Powers took first place in his under-12 age group, his first competition outside of New England. That got the attention of Vermont snowboarding pioneer Jake Burton Carpenter, who began supplying Ross with equipment for both practice and competitions. Mountain Surf, a shop in the Price Chopper Plaza in Manchester, helped with some of the contest entry fees.

Fast forward a few years and Ross spotted a young snowboarder ripping it up at Bromley who reminded him a little of himself at that age.

“It was Tyler Emond. He was the youngest one of the next generation of snowboarders,” Powers said. “I would always see him riding and I found out that he wanted to go to Stratton Mountain School, but the family couldn’t afford it.”

So Powers donated $1,000 to help defray some of Tyler’s tuition expenses.

ross powers gold medal
Clive Brunskill/Getty Images

“I did it because people had helped me along the way and he was a good kid,” he said.
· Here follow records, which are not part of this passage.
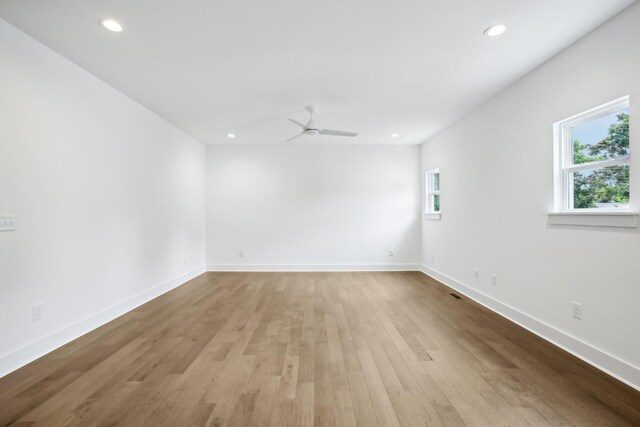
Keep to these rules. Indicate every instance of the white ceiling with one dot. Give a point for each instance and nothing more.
(372, 66)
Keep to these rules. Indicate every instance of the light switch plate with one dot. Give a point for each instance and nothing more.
(7, 223)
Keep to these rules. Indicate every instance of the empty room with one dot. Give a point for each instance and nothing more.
(320, 213)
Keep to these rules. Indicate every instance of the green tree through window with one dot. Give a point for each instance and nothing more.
(609, 185)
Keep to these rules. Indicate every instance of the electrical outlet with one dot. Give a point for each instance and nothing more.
(37, 311)
(7, 223)
(577, 310)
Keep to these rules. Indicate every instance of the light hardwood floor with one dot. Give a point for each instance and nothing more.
(303, 349)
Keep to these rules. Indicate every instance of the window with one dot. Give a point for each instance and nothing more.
(592, 160)
(433, 191)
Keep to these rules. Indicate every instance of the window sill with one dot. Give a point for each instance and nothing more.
(595, 219)
(434, 216)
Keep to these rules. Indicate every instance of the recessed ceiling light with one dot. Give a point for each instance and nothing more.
(495, 30)
(112, 25)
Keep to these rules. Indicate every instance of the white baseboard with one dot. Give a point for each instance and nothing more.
(312, 267)
(19, 357)
(619, 369)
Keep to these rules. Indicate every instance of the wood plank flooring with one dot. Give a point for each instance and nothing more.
(302, 349)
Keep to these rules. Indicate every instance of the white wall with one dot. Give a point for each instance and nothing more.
(109, 200)
(305, 206)
(497, 182)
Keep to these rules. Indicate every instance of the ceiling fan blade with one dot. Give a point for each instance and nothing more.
(336, 132)
(298, 123)
(295, 137)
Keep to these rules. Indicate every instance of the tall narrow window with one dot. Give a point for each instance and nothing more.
(592, 159)
(433, 191)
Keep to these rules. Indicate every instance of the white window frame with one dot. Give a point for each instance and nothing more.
(563, 211)
(431, 192)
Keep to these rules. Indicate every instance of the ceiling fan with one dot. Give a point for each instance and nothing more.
(311, 129)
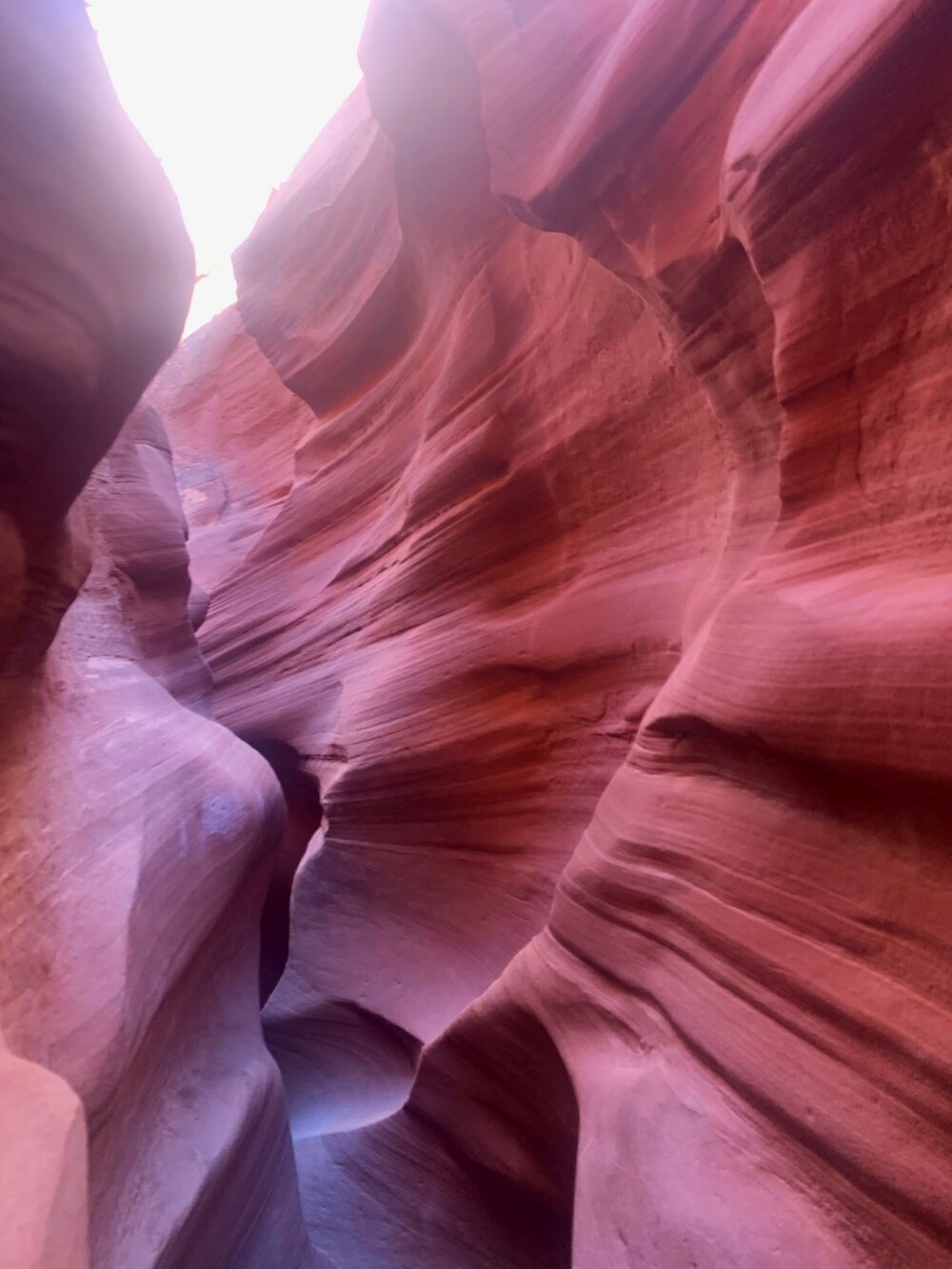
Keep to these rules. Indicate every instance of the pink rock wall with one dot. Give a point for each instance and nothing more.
(141, 1117)
(567, 492)
(615, 579)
Emond went on to be a top-ranked freestyle rider and member of the U.S. Snowboard team from 2003–2006. Powers went on to start the Ross Powers Foundation—now called the Level Field Fund—dedicated to helping talented but financially strapped athletes pursue excellence in their sport.

“We started out helping snowboarders in Vermont, then branched out to all winter sports in Vermont, and now we do all seasons, all sports nationwide,” Ross explained.

Along the way, the foundation has picked up support from Powers’ fellow Olympians including gold medal swimmers Michael Phelps and Lenny Krayzelburg, two-time Olympic snowboard cross-champ Seth Wescott and Olympic skier Daron Rahlves. And the Level Field Fund has helped dozens of athletes including 2014 snowboard cross bronze medalist Alex Deibold, 2014 silver medal skier Devin Logan, 2002 bobsled gold medalist Jill Bakken, and more make their Olympic dreams come true.

“People gave to me to make snowboarding possible,” Powers said. “Now I can give athletes the same chance I had.”

And that’s a chance at greatness.

For more information, go to levelfieldfund.org.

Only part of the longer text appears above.